Sunday, August 12, 2012

Theory and Society 41(5)

Theory and Society, September 2012: Volume 41, Issue 5

On the public commitment of intellectuals in late socialist China
Maurizio Marinelli
This article investigates the intense debate on the figure of “Chinese public intellectuals,” which has gained increasing importance, both inside and outside Mainland China, during the last decade. The climax was reached in the year 2004, when the debate on the search for and against a role for the “public intellectuals” became the litmus test of the intellectual intersections between the State actors and the public. Through a close reading of the crucial documents, this article critically engages with the terminology and the interpretive paradigms employed. Thus the article highlights the contribution of the scholars examined to a dialogue on the role of critical thinking within China as well as globally. In fact, the exploration of the diversity of contemporary Chinese thought on the topic of “public intellectuals” can be inscribed within the framework of the following questions: How is the social category of “public intellectuals” used and why? And, ultimately, what does it really means to be an intellectual for the public in China today? In this sense, the article sheds light on the indigenous and foreign understandings of “public” and “intellectual.”
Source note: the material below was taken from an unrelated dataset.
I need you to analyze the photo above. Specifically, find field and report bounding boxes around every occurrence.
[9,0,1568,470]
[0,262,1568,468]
Bourdieu, International Relations, and European security
Trine Villumsen Berling
This article takes the failure to grasp fully the paradigmatic case of European security after the Cold War as an example of how International Relations (IR) would benefit from reformulating not only its empirical research questions but also several of its central conceptual building blocks with the aid of Bourdieusian sociology. The separation between theory and practice and the overemphasis on military power and state actors blind IR from seeing the power struggles that reshaped European security. Instead, a Bourdieusian reformulation adds new types of agency, focuses on the social production of forms of power, and stresses the processual rather than the substantive character of social reality.
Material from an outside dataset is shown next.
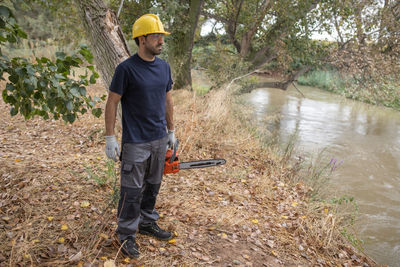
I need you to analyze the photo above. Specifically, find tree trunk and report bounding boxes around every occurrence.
[168,0,204,89]
[76,0,130,88]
Unraveling the enigma of Indira Gandhi’s rise in Indian politics: a woman leader’s quest for political legitimacy
Sourabh Singh
This article employs Bourdieu’s notion of symbolic capital to explain how Indira Gandhi gained legitimacy in Indian politics. It reveals that, in spite of having belonged to the politically illustrious Nehru family, Gandhi suffered numerous indignities as a minister in the immediate post-Nehruvian period because the incumbent political elite at the time, the Syndicate, devalued the symbolic value of her family-name-based-capital of mass popularity. In the meantime, changes in the clientelistic relations between the landed and landless caste groups had created conditions for the failure of the Syndicate’s claim that their capital of popularity among politicians was the symbolic capital of the Indian political field. Aware of social changes taking place in the countryside, Gandhi took advantage of her access to the symbolic power of the state offices to classify the landless caste groups as garib (poor) in order to defeat the Syndicate electorally. Having established her capital of popularity among the masses as the symbolic capital of the Indian political field, she cemented its status by using her control over ruling party leaders’ access to state offices and simultaneously creating a new classification of a competent leader in the ruling party. This study contributes to the existing studies of leadership, especially leadership by women, and the legitimacy-gaining process by revealing the role of contest among the elite over the meaning of symbolic capital in creating or destroying their respective authority.

Mobilizing ethnic competition
David Cunningham
Ethnic competition theory provides a powerful explanation for ethnic conflict, by demonstrating how variation in ethnic mobilization relates to intergroup struggles over scarce resources. However, the tendency to capture such relationships at the aggregate level, through macro-level proxies of intergroup competition, offers little insight into the processes through which ethnic grievances mobilize into contentious action. This article integrates insights from the social movements literature to address how competitive contexts crystallize into broader conflicts. Drawing on data from the civil rights-era Ku Klux Klan—perhaps the quintessential case of contentious ethnic organization in the United States—the analysis focuses on the ways in which meso-level arrangements mediate the relationship between overarching competitive contexts and ethnic conflict. Results of a paired comparative analysis of KKK mobilization in Greensboro and Charlotte demonstrate that social and spatial relations within each city shaped the contours of perceived competition and subsequent ethnic organization in ways that were not always predictable through observation of conventional proxies of competition.